Keempat, Puasa juga mendidik kita untuk bersikap saling menghormati terhadap sesama. Hal ini dapat dilihat dari perintah Allah agar manusia dapat menjaga lidah dari perkataan yang menyakiti pihak lain, menimbulkan fitnah dan permusuhan dengan sesama. Larangan untuk menjaga lisan tersebut secara syar’i tidak membatalkan puasa, tetapi dapat mengurangi kualitas ibadah puasa yang dapat berakibat berkurangnya pahala dari ibadah puasa tersebut. Hal ini memberikan pendidikan bagi umat Islam untuk meningkatkan penghormatan terhadap hak-hak individu lain. Prinsip saling menghormati ini menjadi komitmen yang diagungkan selama bulan puasa, termasuk dalam hal pemberlakuan jam kerja yang berbeda bagi karyawan selama bulan puasa, pembatasan jam operasional rumah makan yang dimulai waktu sore atau tetap melayani pembeli pada siang hari dengan pintu yang ditutup/diberi tirai dan lain-lain.
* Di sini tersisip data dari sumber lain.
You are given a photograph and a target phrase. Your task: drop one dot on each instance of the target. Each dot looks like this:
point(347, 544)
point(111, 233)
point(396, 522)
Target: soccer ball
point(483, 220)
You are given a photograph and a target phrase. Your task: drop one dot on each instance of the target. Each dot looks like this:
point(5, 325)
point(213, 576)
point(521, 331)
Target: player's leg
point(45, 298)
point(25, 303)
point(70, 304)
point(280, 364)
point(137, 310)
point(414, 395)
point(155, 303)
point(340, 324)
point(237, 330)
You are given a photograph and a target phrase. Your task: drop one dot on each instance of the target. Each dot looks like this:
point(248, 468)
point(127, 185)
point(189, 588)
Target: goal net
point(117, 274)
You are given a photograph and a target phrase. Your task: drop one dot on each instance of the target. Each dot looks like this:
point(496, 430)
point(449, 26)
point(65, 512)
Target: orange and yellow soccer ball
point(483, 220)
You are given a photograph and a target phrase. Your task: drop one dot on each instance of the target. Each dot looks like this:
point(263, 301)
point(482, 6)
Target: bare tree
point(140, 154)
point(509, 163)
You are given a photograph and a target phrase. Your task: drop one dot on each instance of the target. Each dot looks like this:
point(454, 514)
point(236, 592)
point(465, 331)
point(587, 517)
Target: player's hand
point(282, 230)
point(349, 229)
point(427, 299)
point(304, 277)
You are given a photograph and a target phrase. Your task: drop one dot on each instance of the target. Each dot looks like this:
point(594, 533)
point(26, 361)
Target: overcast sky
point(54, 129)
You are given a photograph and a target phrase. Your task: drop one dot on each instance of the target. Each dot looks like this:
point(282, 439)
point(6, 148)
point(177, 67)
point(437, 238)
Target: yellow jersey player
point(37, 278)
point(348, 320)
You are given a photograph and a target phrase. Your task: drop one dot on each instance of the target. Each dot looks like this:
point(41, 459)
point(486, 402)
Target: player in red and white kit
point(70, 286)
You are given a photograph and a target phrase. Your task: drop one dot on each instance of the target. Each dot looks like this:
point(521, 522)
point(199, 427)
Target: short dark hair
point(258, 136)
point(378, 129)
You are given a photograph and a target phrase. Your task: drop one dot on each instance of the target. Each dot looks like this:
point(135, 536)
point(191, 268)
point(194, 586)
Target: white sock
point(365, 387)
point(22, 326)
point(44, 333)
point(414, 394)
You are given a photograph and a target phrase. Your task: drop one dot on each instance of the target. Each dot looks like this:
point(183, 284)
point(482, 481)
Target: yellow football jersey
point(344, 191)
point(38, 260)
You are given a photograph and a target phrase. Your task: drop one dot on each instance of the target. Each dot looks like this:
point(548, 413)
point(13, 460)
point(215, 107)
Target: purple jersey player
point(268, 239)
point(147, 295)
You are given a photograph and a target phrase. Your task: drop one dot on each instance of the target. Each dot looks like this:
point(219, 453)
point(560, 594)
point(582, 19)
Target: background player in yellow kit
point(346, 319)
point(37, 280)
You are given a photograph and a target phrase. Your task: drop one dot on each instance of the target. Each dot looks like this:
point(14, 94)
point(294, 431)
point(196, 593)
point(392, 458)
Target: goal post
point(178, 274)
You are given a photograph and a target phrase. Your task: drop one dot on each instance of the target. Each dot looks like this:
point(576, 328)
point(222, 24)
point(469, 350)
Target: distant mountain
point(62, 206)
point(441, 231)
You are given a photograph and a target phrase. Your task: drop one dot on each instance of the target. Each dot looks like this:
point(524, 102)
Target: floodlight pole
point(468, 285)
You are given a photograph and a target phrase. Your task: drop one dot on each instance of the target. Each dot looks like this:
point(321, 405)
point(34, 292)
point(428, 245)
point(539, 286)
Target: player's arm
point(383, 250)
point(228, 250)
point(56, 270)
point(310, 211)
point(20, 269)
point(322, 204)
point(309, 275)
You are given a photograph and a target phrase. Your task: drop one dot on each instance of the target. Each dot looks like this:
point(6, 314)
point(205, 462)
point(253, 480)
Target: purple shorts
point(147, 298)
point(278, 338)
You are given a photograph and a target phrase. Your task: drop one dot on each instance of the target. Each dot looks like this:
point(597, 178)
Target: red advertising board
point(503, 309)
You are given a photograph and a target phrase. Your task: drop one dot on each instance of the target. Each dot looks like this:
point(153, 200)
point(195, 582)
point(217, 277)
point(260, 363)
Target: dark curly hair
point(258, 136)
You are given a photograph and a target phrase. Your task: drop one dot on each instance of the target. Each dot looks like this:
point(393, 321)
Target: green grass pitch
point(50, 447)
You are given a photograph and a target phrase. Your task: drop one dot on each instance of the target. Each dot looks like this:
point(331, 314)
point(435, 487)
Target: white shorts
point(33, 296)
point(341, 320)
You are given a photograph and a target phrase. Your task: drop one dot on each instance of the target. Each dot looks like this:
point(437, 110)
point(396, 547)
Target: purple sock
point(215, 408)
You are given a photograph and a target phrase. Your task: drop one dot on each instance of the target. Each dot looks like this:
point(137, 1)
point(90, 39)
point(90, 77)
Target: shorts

Hal tersebut merupakan ekspresi dari kesadaran keberagaman melalui pengakuan dan penghormatan kepada sesama.
Berdasarkan hal-hal di atas, banyak nilai-nilai pendidikan yang dapat kita pelajari dari syari’at puasa, maka di Bulan Ramadhan ini dapat dijadikan momentum untuk menumbuhkan spirit multikulturalisme dengan menghargai keberagaman dan memupuk sikap saling menghormati satu sama lain.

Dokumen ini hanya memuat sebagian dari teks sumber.